Because of this, I rarely take things at face value. There is always an underlying reason for everything. Again, while this may be true, it doesn’t exactly make me the most popular person when I voice these opinions. I’ve learned how to keep these things to myself when the other person shows they don’t understand what I’m talking about or aren’t interested in my perspective.

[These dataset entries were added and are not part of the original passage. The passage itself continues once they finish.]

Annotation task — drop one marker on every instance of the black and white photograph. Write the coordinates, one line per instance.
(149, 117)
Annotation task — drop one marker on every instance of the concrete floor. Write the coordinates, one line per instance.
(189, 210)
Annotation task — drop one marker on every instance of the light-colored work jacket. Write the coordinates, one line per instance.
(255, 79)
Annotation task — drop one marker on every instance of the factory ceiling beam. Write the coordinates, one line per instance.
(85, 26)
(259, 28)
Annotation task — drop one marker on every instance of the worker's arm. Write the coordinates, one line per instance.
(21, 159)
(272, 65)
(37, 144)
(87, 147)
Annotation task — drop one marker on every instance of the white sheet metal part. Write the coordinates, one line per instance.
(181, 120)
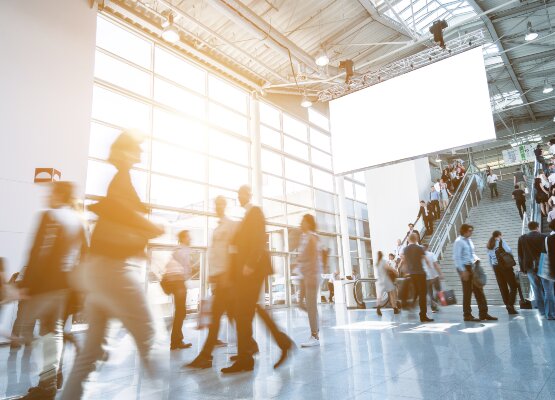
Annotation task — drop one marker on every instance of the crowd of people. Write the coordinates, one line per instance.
(65, 260)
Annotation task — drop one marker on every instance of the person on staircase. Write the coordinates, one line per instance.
(502, 262)
(542, 195)
(520, 179)
(519, 197)
(492, 183)
(427, 217)
(530, 248)
(434, 201)
(466, 263)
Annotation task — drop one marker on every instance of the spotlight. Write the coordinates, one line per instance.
(531, 34)
(170, 32)
(305, 102)
(347, 65)
(547, 87)
(322, 59)
(437, 30)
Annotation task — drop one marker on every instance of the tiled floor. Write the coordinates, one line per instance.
(361, 357)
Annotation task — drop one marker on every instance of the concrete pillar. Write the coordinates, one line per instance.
(46, 81)
(394, 192)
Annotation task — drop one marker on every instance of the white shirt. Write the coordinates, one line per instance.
(492, 178)
(431, 272)
(218, 254)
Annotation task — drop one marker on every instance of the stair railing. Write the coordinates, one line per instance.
(466, 197)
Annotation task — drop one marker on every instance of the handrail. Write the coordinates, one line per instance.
(472, 169)
(441, 234)
(534, 207)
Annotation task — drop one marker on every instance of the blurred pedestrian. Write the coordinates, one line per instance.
(113, 289)
(59, 241)
(310, 262)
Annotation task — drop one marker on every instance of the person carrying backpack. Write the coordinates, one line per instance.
(502, 262)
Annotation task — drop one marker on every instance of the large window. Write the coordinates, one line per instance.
(198, 146)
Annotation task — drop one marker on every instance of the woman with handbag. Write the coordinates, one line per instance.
(112, 287)
(177, 271)
(310, 267)
(386, 274)
(502, 262)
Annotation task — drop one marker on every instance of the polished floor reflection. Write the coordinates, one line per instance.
(361, 357)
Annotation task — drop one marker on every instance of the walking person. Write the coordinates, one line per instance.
(250, 266)
(504, 273)
(434, 201)
(59, 241)
(444, 194)
(177, 271)
(219, 273)
(427, 216)
(530, 247)
(113, 289)
(542, 196)
(547, 284)
(465, 261)
(433, 278)
(384, 272)
(492, 183)
(519, 179)
(310, 267)
(413, 257)
(519, 197)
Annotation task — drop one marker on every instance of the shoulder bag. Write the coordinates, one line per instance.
(504, 259)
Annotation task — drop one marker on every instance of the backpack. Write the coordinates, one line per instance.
(504, 259)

Side Note: One of the most insightful things my last therapist said to me was that people literally could not understand what I was saying. Not that they were misunderstanding, but they could not comprehend the concepts I was spitting at them. “Minna,” she said. “They are at a level 2 and you are speaking at a level 5. It’s like Maslow’s hierarchy. They are focused on food and shelter while you’re up to self-actualization.” Something about what she said flipped a switch in my head. Along with her pointing out the lesser-known results of the Dunning-Kruger study; that people who are good at something seriously underestimate the gap between them and other people in that area. Because you can’t get an outside perspective on yourself, what you can do is normal to you.

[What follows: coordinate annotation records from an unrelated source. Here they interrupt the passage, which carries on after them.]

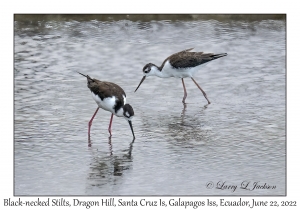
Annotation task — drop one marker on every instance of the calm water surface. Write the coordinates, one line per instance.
(239, 137)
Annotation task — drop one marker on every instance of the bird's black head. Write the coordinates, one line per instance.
(147, 68)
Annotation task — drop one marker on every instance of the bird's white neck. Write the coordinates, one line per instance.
(156, 72)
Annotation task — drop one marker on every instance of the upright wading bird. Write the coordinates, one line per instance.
(110, 97)
(181, 65)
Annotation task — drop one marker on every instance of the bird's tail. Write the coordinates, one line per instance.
(216, 56)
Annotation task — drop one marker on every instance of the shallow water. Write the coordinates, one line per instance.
(178, 150)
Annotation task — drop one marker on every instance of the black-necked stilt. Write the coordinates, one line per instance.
(110, 97)
(181, 65)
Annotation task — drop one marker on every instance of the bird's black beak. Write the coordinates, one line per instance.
(130, 123)
(144, 77)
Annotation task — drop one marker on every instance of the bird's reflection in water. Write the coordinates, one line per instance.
(105, 168)
(186, 130)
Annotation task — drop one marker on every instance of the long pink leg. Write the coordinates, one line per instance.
(201, 90)
(109, 128)
(90, 123)
(185, 94)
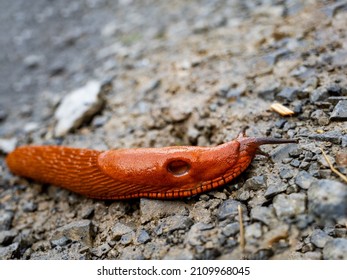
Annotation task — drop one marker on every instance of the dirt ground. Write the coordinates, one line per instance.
(171, 73)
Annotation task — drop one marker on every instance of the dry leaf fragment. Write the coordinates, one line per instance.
(281, 109)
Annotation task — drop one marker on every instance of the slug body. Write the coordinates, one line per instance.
(161, 173)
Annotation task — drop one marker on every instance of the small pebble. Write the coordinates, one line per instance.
(287, 206)
(7, 236)
(255, 183)
(333, 136)
(229, 209)
(319, 238)
(304, 180)
(81, 231)
(335, 249)
(327, 201)
(5, 219)
(77, 107)
(119, 229)
(340, 112)
(9, 252)
(143, 236)
(231, 229)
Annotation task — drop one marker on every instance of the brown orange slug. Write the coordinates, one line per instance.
(161, 173)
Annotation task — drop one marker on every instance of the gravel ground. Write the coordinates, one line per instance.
(162, 73)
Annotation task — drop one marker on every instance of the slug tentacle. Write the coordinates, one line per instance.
(160, 173)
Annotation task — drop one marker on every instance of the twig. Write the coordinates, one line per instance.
(333, 169)
(242, 231)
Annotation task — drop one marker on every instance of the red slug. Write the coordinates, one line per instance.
(161, 173)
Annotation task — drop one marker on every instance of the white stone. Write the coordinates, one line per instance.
(8, 145)
(77, 107)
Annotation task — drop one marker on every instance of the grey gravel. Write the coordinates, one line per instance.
(287, 206)
(304, 180)
(5, 219)
(229, 209)
(173, 223)
(154, 209)
(263, 214)
(7, 236)
(331, 136)
(287, 173)
(255, 183)
(143, 236)
(231, 229)
(319, 238)
(335, 249)
(275, 186)
(340, 112)
(81, 231)
(327, 201)
(319, 94)
(101, 250)
(9, 252)
(119, 229)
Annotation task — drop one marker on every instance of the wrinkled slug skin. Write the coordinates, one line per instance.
(169, 172)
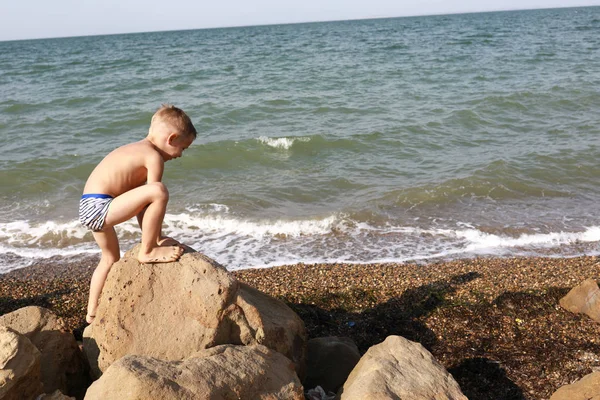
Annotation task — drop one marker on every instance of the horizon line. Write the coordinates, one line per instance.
(295, 23)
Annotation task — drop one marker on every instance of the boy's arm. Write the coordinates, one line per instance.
(155, 167)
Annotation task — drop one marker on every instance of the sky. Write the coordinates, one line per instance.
(31, 19)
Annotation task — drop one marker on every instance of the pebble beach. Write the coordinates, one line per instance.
(494, 323)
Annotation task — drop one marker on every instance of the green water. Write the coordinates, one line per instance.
(391, 140)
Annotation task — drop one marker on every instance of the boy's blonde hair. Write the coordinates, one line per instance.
(175, 117)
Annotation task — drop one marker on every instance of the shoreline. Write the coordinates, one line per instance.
(494, 323)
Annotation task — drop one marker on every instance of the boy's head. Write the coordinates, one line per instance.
(173, 120)
(172, 131)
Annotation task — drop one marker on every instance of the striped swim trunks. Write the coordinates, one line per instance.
(93, 209)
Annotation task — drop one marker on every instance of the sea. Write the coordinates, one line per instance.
(385, 140)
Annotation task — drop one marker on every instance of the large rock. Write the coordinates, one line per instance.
(222, 372)
(62, 363)
(329, 361)
(587, 388)
(19, 367)
(583, 299)
(168, 311)
(57, 395)
(400, 369)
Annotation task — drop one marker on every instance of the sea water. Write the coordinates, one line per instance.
(405, 139)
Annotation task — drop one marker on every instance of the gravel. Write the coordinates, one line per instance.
(494, 323)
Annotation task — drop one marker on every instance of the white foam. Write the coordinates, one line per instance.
(281, 143)
(478, 240)
(245, 242)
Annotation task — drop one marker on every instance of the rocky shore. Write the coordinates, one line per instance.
(495, 324)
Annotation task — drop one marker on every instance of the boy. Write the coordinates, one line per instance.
(127, 183)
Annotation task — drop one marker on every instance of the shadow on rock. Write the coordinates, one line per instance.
(477, 375)
(399, 316)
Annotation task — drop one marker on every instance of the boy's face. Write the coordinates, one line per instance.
(177, 143)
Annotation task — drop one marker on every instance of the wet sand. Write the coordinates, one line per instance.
(494, 323)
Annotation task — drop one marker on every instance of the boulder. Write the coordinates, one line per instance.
(222, 372)
(587, 388)
(583, 299)
(399, 369)
(57, 395)
(170, 310)
(329, 361)
(62, 365)
(19, 367)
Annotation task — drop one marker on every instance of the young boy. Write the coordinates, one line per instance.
(127, 183)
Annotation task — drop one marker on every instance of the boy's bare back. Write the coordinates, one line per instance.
(126, 184)
(125, 168)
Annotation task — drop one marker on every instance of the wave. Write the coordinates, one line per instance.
(239, 242)
(282, 143)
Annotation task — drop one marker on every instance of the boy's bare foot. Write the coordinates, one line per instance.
(167, 241)
(161, 254)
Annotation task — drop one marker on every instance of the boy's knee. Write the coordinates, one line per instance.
(160, 190)
(108, 260)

I see this in FromSoft games all the time, by the way. People who are good at the games can’t grasp that their experiences are not the norm. And it’s circular because those who are good at it are the ones who play the games, making them better at the games, thus making it easier for them to forget the difficulty in the beginning. I adore Aoife Wilson from Eurogamer, but she is especially guilty of this. She firmly believes anyone can play the games and that you just have to learn the moves. She calls Sekiro a rhythm game and says once you click with the system, it’s so easy!

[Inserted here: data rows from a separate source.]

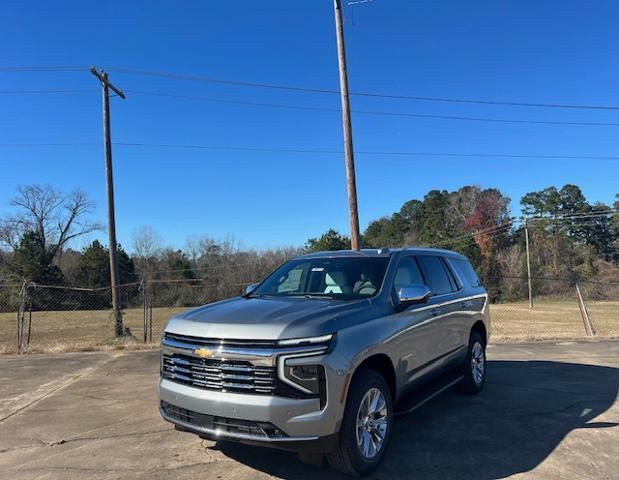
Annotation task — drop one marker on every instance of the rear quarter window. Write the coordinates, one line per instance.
(436, 275)
(466, 271)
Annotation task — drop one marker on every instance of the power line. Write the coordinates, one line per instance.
(46, 68)
(328, 109)
(205, 79)
(44, 92)
(318, 151)
(375, 112)
(199, 78)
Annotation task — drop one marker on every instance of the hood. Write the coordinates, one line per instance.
(269, 318)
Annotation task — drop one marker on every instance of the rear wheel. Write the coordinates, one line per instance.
(366, 426)
(474, 368)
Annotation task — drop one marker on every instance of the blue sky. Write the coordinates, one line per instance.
(553, 52)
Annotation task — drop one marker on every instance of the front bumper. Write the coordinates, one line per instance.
(297, 421)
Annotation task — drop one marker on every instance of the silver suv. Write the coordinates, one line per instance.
(320, 356)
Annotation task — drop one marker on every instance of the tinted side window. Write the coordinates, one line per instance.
(466, 271)
(437, 276)
(407, 274)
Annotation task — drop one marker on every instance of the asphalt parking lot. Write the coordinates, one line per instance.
(549, 411)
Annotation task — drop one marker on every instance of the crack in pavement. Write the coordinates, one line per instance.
(62, 441)
(63, 384)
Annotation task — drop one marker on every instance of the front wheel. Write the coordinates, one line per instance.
(366, 426)
(474, 368)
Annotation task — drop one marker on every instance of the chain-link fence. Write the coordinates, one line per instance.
(558, 309)
(53, 318)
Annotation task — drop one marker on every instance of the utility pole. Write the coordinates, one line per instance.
(109, 178)
(348, 148)
(526, 241)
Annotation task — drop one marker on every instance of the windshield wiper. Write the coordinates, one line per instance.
(253, 295)
(312, 295)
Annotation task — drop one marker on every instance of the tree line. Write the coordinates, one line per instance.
(571, 239)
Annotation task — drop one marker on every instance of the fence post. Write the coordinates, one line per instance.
(144, 306)
(584, 313)
(20, 315)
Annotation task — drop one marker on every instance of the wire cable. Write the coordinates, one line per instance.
(201, 78)
(316, 151)
(376, 112)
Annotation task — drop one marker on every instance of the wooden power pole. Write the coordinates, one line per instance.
(348, 148)
(526, 241)
(109, 178)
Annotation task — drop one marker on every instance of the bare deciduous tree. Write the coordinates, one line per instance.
(55, 216)
(147, 244)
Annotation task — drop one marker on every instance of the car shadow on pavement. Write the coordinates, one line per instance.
(523, 413)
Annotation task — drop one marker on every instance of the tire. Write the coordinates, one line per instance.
(349, 457)
(474, 367)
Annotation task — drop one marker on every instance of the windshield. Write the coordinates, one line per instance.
(339, 278)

Except, some of us do not click with the system. I did not. But Minna, says other people. I thought you could not beat the game if you did not click with the combat! Oh, you can. But you’re not going to have fun and it’s going to be very grueling. Because instead of the posture-breaking at the core of the game, you have to whittle away at the health in agonizing slowness until the boss finally dies. I remember fighting the Boss of Hatred and just hating everything about my life. It’s a three health pip boss and it took me hours to beat him. I have talked about how transcendent it was to beat Isshin, the Sword Saint, but was it worth it? I have to say no. That game just made me feel like a total failure DESPITE me beating it.